Making some sacrifices now will help millennials save for a deposit
WHILE generation X consumers, who are between 31 and 45 years old, are still driving the property market in most sectors, it is the up-andcoming millennials who are the future home buying force.
However, this generation, 30 and younger, have some challenges to face in the current market, says regional director and chief executive of RE/MAX of Southern Africa, Adrian Goslett.
“Many people in this age group are in the process of starting their careers and have large student debts to pay off. It may take some time to get on their feet and build up the necessary savings to buy their first property.
“Saving for a home while paying rent and making student loan payments can be daunting. Although it might be impossible for some at this stage, for others it could be a matter of having the discipline to make certain sacrifices and set aside money rather than spend it,” says Goslett.
“For most millennials, as with first- time buyers, the biggest hurdle to overcome is getting together the money for the deposit, especially considering that banks are now asking applicants for between 10 and 30 percent of the property’s asking price to qualify for finance.”
According to Betterlife bond application statistics, the average deposit percentage required by first-time buyers during June was 21.17 percent. Considering that the average purchase price was approximately R860 000, the deposit amount required is around R182 000.
Goslett says the best way to accomplish big goals is by starting small and remaining consistent. While the thought of saving an amount as large as R182 000 may seem like a massive task for a younger buyer, it can be achieved by breaking the amount down into smaller, more manageable goals.
“Even if you just start out setting aside small initial amounts – just get started and the sooner, the better,” says Goslett.
“The amount can be increased at a later stage, but it’s important to get started and remain consistent, putting money aside every month.”
He says the best way to set a monthly savings goal is to find the difference between your current rental payment and the estimated bond repayment, which should include other monthly costs such as bond insurance, homeowner insurance, rates and levies.
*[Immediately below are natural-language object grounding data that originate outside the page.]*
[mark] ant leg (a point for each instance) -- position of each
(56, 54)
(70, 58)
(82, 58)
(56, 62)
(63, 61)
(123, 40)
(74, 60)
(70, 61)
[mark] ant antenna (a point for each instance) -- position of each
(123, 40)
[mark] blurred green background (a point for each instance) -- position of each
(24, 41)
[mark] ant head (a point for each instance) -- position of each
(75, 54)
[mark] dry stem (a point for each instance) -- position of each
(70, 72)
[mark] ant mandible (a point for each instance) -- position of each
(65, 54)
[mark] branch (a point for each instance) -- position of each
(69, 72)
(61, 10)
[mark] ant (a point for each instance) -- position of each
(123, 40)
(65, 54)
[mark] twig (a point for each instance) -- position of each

If possible, the difference should be set aside as savings.
If you can meet your savings goal consistently, then you will know that you are in a position to buy within your budget. If you are struggling to meet your monthly savings goals, you might need to adjust your housing budget to what you can realistically afford.
“It’s important to be reminded of why you are doing without certain things, and putting away savings. A visual image will be a daily reminder of the end goal,” Goslett says.
The first place to look for savings is the property you are renting. Goslett says that if the rental is more than 30 percent of your monthly income, then it is too much.
“Finding more savings will require you to assess your current spending and scrutinise every expense. There are a number of ways to cut back on spending, it just takes some creativity,” says Goslett.
“There is the concern that while millennials are building their savings, rising home prices and interest rates will make it more and more difficult for them to get on to the property ladder.
“Although there is merit to the concern, it is best not to rush into buying property until you are completely ready. Even if it means paying a slightly higher price at a higher interest rate, it is best to have a solid financial foundation and be confident that you can make the commitment that homeownership requires,” Goslett says.